I love this ricotta so much that I schmeared it all over three different types of crostini for dinner last night while we stood at the kitchen island and shoveled them into our bellies.
Man oh man! Those crostini were the PERFECT way to highlight this delicious homemade ricotta cheese!
We’ve also used it for our ever-favorite 3 cheese rosemary and pepperoni pizza. Seriously, that pizza is utter pizza perfection!
And as the summer wanes on and my cooking ambition dies with the heat, I can definitely see these herbed ricotta bruschettas being another insanely easy meal to make with my homemade ricotta.
If you haven’t already hopped on the homemade cheese train, I’m begging you to start with this ricotta cheese. If you love ricotta as much as we do, you definitely can’t go wrong with making your own!
Fresh Homemade Ricotta Cheese
- Cook Time: 2hrs 15min
- Yield: 1 to 1½
Keep in mind that the more milk you use, the larger the curds will be and the ricotta will be a little drier.
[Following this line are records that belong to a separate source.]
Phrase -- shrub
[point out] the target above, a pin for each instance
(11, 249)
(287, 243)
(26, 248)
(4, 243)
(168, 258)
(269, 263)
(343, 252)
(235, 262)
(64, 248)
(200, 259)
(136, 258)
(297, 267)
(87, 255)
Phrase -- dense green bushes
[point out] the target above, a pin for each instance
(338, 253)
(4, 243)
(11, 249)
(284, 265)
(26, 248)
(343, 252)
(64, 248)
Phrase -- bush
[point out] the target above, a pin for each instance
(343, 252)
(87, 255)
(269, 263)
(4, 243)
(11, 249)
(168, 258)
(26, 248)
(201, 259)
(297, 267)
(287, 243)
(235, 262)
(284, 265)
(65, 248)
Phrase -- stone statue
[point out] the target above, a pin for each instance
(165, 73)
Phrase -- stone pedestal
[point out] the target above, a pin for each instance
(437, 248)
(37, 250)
If you’re planning to use the ricotta for a filling or topping in a dish (like skillet eggplant lasagna, warm pasta salad with ricotta and peas, or this 3-cheese rosemary and pepperoni pizza), you’ll want it a little on the drier side. For spreading on sandwiches or grilled bread, you’ll want it to be less dry. So extra milk, like 3 ½ cups milk and ½ cup cream, will yield a drier ricotta. And more cream, like as shown below, will yield a much creamier texture.
If you forget about the cheese while it is straining (it happens!) and it ends up too dry for your liking, stir in some of the whey (strained-off liquid) by the tablespoon until it loosens up a little. Generally, the cheese will dry a little and firm up while in the fridge so you’ll want to err on the side of it being a little less dry before you stick it in the fridge.
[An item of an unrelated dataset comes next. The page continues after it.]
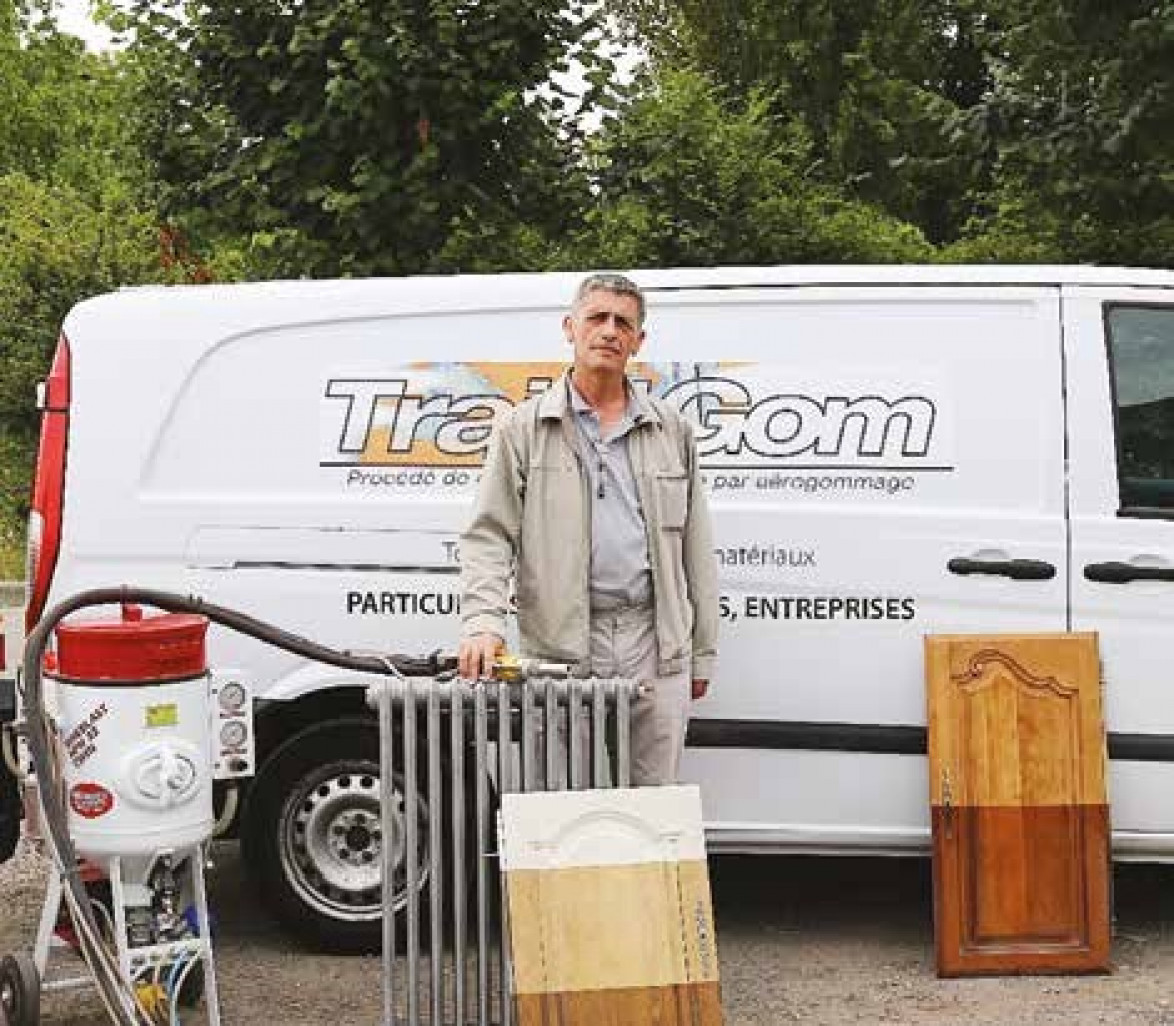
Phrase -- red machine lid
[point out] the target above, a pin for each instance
(133, 649)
3 cups whole milk (see recipe notes above)
1 cup heavy cream
½ tsp coarse sea salt
3 tbsp freshly squeeze lemon juice
Pour the milk and cream into 3- or 4- quart saucepan, stir in the salt, and pop your long candy/deep fryer thermometer onto the side of the pan. Over medium heat, bring the temperature of the mixture up to 190° F, remove the pan from the heat, and slowly pour in the lemon juice. Give it a slow stir for a couple seconds and let the mixture sit untouched for 5 minutes. In that time, line a mesh strainer with a double-layer of cheesecloth or one paper towel and set the strainer over a large bowl. I’m partial to the paper towel since I almost never have cheesecloth in the house when I need it.
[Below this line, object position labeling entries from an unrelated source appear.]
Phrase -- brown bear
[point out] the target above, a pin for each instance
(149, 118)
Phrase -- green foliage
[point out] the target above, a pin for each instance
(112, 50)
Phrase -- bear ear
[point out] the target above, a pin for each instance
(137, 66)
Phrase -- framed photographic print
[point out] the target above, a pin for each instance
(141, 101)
After 5 minutes, pour the whole mixture into the lined strainer and allow the whey to drain out into the bowl for 1-2 hours. After the first hour, check the cheese for consistency. If it’s too loose for what you plan to use the it for, allow it to strain for up to one more hour. If it’s the right consistency, transfer the cheese to a resealable container, stir to combine and refrigerate for at least 2 hours before using; discard the whey unless you have other recipes you could use it for (I don’t yet).